Entry point for ANALYZE
command is MetastoreAnalyzeTableHandler
class. It creates plan which includes some
Metastore specific operators for collecting metadata.
MetastoreAnalyzeTableHandler
uses AnalyzeInfoProvider
for providing the information
required for building a suitable plan for collecting metadata.
Each group scan should provide corresponding AnalyzeInfoProvider
implementation class.
Analyze command specific operators:
MetadataAggBatch
- operator which adds aggregate calls for all incoming table columns to calculate required metadata and produces aggregations. If aggregation is performed on top of another aggregation, required aggregate calls for merging metadata will be added.MetadataHandlerBatch
- operator responsible for handling metadata returned by incoming aggregate operators and fetching required metadata form the Metastore to produce further aggregations.MetadataControllerBatch
- responsible for converting obtained metadata, fetching absent metadata from the Metastore and storing resulting metadata into the Metastore.

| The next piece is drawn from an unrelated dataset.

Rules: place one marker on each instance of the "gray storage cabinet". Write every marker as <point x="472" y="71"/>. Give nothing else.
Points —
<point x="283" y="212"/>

MetastoreAnalyzeTableHandler
forms plan depending on segments count in the following form:
MetadataControllerRel
...
MetadataHandlerRel
MetadataAggRel(dir0, ...)
MetadataHandlerRel
MetadataAggRel(dir0, dir1, ...)
MetadataHandlerRel
MetadataAggRel(dir0, dir1, fqn, ...)
DrillScanRel(DYNAMIC_STAR **, ANY fqn, ...)
For the case when ANALYZE
uses columns for which statistics is present in parquet metadata,
ConvertMetadataAggregateToDirectScanRule
rule will be applied to the
MetadataAggRel(dir0, dir1, fqn, ...)
DrillScanRel(DYNAMIC_STAR **, ANY fqn, ...)
plan part and convert it to the DrillDirectScanRel
populated with row group metadata for the case when ANALYZE
was done for ROW_GROUP
metadata level.
For the case when metadata level in ANALYZE
is not ROW_GROUP
, the plan above will be converted into the following plan:
MetadataAggRel(metadataLevel=FILE (or another non-ROW_GROUP value), createNewAggregations=false)
DrillDirectScanRel
When it is converted into the physical plan, two-phase aggregation may be used for the case when incoming row
count is greater than planner.slice_target
option value. In this case, the lowest aggregation will be hash
aggregation and it will be executed on the same minor fragments where the scan is produced. Sort
operator will be
placed above hash aggregation. HashToMergeExchange
operator above Sort
will send aggregated sorted data to the
stream aggregate above.
Example of the resulting plan:
MetadataControllerPrel
...
MetadataStreamAggPrel(PHASE_1of1)
SortPrel
MetadataHandlerPrel
MetadataStreamAggPrel(PHASE_2of2)
HashToMergeExchangePrel
SortPrel
MetadataHashAggPrel(PHASE_1of2)
ScanPrel
The lowest MetadataStreamAggBatch
(or MetadataHashAggBatch
for the case of two-phase aggregation with
MetadataStreamAggBatch
above) creates required aggregate calls for every (or interesting only) table columns
and produces aggregations with grouping by segment columns that correspond to specific table level.
MetadataHandlerBatch
above it populates batch with additional information about metadata type and other info.
MetadataStreamAggBatch
above merges metadata calculated before to obtain metadata for parent metadata levels and also stores incoming data to populate it to the Metastore later.
MetadataControllerBatch
obtains all calculated metadata, converts it to the suitable form and sends it to the Metastore.
For the case of incremental analyze, MetastoreAnalyzeTableHandler
creates Scan with updated files only
and provides MetadataHandlerBatch
with information about metadata which should be fetched from the Metastore, so existing actual metadata wouldn't be recalculated.